The ConocoPhillips announcement that it added three times as much oil and gas to its reserves as it produced last year did little to impress Wall Street analysts, largely because the gains occurred through acquisitions.
At least three major brokerage houses A.G. Edwards, Deutsche Bank and Citigroup said Thursday they were disappointed with ConocoPhillips' 2006 reserves replacement figures, released by the oil company after Wednesday's closing bell.
ConocoPhillips shares dropped $2.71, or 4.2 percent, to close at $61.82 on the New York Stock Exchange. The shares have traded in a range of $54.90 to $74.89 in the past year.
ConocoPhillips said Wednesday it likely ended 2006 with the equivalent of 11.1 billion barrels of oil in proved reserves, a key asset for the company. That's up from 9.4 billion barrels in 2005, but the growth was largely tied to ConocoPhillips' $35.6 billion (Ђ27.4 billion) purchase of Burlington Resources Inc., completed last spring, and its increased stake in Russian oil producer OAO Lukoil.
The company said 2006 production likely totaled 880 million barrels, including fuel gas.
"With a low-profile exploration program that has offered little in the way of exploration success, (ConocoPhillips) has pursued acquisitions to bolster reserve additions that in this environment, we believe, will likely come with a high price tag and (put) further pressure on the balance sheet," Citigroup analyst Doug Leggate said in a research note Thursday.
Leggate, who maintained his "hold" rating on ConocoPhillips stock, estimated the company's organic reserves replacement has averaged only 73 percent in the past five years. Some analysts say a company's reserves replacement should average around 130 percent over a three-year period if it expects to grow production.
A.G. Edwards' Bruce Lanni said that ConocoPhillips reserves replacement likely amounted to only 10 percent to 15 percent last year excluding purchases, and 2006 marked the third straight year of reserves replacement below 100 percent. He also reiterated his hold rating on ConocoPhillips shares.
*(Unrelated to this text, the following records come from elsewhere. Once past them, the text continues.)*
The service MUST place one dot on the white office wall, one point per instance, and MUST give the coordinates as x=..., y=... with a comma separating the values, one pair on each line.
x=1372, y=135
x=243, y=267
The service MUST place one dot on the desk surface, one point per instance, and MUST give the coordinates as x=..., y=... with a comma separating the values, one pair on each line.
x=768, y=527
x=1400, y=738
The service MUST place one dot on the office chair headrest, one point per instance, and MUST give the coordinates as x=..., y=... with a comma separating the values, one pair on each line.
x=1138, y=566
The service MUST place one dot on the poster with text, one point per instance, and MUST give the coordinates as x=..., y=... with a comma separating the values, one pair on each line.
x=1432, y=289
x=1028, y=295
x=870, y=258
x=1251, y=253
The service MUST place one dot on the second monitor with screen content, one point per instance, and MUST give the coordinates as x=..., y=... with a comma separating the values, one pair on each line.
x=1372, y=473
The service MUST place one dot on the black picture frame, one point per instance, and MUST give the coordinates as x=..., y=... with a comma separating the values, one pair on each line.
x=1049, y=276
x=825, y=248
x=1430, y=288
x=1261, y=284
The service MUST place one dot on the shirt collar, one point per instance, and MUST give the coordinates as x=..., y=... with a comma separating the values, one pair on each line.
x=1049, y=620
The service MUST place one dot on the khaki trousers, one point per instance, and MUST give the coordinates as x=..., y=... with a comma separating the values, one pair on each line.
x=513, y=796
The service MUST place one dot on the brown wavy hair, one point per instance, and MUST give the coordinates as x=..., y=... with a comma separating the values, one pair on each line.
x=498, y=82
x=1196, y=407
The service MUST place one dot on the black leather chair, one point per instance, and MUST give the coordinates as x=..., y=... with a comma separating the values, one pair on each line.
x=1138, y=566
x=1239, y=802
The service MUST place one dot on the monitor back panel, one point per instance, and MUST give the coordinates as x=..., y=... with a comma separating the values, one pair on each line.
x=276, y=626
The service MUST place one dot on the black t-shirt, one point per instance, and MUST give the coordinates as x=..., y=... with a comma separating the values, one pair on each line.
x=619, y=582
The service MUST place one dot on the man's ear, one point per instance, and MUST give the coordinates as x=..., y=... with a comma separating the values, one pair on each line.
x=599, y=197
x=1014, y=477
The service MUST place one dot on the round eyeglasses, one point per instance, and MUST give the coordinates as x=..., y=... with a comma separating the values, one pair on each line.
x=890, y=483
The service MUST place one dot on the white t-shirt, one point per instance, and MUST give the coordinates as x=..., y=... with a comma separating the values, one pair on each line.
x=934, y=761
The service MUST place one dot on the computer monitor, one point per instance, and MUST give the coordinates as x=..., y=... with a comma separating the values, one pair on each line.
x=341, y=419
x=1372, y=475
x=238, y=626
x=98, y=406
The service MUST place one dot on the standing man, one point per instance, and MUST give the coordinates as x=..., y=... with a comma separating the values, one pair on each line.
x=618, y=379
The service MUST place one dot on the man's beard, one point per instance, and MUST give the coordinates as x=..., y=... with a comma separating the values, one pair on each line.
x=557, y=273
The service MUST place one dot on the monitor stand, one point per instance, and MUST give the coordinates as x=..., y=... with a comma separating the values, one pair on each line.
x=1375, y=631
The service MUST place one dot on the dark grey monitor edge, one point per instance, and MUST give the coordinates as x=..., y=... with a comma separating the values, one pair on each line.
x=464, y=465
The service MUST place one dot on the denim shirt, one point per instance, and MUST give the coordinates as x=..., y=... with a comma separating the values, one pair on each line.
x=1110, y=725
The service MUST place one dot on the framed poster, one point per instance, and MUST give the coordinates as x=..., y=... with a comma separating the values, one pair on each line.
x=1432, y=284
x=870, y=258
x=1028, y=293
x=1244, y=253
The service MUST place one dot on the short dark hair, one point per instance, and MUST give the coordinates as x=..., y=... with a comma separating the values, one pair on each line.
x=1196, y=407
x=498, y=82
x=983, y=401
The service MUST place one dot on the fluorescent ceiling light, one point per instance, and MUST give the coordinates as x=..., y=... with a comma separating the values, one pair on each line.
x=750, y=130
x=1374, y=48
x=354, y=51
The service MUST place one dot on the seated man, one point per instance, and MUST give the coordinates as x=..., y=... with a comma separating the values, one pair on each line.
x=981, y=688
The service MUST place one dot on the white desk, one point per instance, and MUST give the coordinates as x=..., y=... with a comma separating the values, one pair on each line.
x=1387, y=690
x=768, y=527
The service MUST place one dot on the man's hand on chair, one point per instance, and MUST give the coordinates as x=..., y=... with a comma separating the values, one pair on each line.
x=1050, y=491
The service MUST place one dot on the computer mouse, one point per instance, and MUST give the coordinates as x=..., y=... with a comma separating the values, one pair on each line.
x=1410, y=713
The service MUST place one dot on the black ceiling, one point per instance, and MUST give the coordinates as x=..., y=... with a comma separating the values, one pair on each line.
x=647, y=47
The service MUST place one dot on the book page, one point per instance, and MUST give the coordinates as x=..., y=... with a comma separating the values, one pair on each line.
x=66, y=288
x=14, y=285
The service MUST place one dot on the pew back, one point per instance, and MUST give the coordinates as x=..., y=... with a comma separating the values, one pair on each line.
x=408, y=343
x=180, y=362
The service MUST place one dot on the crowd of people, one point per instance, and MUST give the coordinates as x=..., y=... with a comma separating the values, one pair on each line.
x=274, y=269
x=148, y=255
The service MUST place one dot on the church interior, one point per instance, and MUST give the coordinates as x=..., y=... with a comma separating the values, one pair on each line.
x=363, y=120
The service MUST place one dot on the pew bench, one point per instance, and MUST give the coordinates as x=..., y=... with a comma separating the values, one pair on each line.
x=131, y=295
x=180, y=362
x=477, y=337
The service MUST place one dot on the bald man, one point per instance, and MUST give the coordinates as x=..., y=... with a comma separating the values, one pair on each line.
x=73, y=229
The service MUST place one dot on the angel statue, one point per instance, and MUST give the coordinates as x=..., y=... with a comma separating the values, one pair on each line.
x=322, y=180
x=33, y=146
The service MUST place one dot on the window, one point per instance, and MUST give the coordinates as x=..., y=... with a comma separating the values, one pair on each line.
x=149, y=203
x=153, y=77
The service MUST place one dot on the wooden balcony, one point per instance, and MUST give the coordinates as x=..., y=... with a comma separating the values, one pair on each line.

"In our opinion, this announcement, along with the company's dependence on acquisitions and joint ventures, further suggests that ConocoPhillips' future organic growth opportunities remain somewhat limited," the A.G. Edwards note said.
ConocoPhillips has said its goal is to replace production 100 percent as part of a three-year rolling average, reports AP.
Last week, in a filing with the U.S. Securities and Exchange Commission, ConocoPhillips said its fourth-quarter refining and marketing margins are expected to be significantly lower than in the third quarter. The company also said its crude oil prices were weaker in the final three months of 2006 versus the third quarter.
ConocoPhillips is scheduled to report fourth-quarter and full-year earnings Jan. 24.